Relevance to DynamICCL
Moderate direct relevance. This paper models NCCL communication as a black box (using empirical regression). DynamICCL's goal is to actively optimize those same NCCL communication parameters. The connections are:
Communication as the hardest modeling component: The paper reports up to 50% prediction error for DP_AllReduce and PP_P2P operations, precisely because NCCL's runtime configuration choices (algorithm, protocol, nChannels) introduce discontinuities that regression cannot predict analytically. This is the exact optimization space DynamICCL operates in — and confirms that NCCL behavior is non-deterministic enough to require active RL-based tuning rather than predictive modeling.

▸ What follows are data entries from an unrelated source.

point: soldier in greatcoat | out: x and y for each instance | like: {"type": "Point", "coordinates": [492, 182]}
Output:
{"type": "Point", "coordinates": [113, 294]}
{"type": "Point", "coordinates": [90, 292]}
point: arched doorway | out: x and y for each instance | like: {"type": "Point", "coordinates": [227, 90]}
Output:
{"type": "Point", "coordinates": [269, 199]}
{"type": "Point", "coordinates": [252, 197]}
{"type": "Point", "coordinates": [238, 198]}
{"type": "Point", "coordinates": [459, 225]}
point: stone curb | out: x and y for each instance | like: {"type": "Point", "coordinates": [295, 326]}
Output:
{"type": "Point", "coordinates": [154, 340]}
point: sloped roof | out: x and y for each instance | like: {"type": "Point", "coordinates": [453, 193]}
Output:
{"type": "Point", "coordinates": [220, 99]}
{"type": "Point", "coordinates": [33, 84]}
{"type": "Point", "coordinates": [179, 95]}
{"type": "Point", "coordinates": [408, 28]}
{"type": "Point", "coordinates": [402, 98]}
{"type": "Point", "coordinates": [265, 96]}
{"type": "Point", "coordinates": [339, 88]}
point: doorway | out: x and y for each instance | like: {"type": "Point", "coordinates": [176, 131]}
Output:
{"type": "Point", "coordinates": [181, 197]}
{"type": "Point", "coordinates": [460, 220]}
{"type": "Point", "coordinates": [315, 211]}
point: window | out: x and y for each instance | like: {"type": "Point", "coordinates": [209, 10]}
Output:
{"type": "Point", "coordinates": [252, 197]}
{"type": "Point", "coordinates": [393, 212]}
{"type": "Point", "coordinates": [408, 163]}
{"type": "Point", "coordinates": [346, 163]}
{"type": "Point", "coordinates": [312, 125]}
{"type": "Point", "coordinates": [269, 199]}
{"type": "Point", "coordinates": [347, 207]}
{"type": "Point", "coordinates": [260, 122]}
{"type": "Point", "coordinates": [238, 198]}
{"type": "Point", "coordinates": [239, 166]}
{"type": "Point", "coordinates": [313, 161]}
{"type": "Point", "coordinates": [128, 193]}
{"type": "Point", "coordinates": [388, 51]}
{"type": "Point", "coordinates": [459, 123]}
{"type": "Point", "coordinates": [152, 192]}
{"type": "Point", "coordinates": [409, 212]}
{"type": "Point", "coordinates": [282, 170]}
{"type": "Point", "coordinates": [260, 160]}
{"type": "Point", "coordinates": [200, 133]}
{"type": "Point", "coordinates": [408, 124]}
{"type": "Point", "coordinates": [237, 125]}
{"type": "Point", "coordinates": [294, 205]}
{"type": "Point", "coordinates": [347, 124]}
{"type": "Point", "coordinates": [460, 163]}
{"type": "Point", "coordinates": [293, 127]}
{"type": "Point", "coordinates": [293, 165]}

Feature space for state design: The paper's operator workload representations (Table I) — specifically the communication operator features [|entries|, |nodes|, |GPUs/node|] for DP_AllReduce — provide a principled basis for DynamICCL's state space. Message size (entries), node count, and GPUs-per-node are natural features for Agent-2's state vector.
Parallelism configuration context: The paper validates that model parallelism degree (mp) significantly affects AllReduce communication volume (MP_AllReduce invoked once/twice per encoder pass). DynamICCL's NCCL configuration must adapt to these different communication volumes, further supporting the need for message-size-aware parameter selection.
Vista cluster (GH200 + InfiniBand 400 Gb/s): The paper identifies that GH200's single-GPU-per-node design forces all collectives onto inter-node InfiniBand, increasing jitter and prediction difficulty. DynamICCL operating on similar HPC infrastructure would face the same jitter challenge — motivating Agent-1's (LSTM+CUSUM) congestion detection role.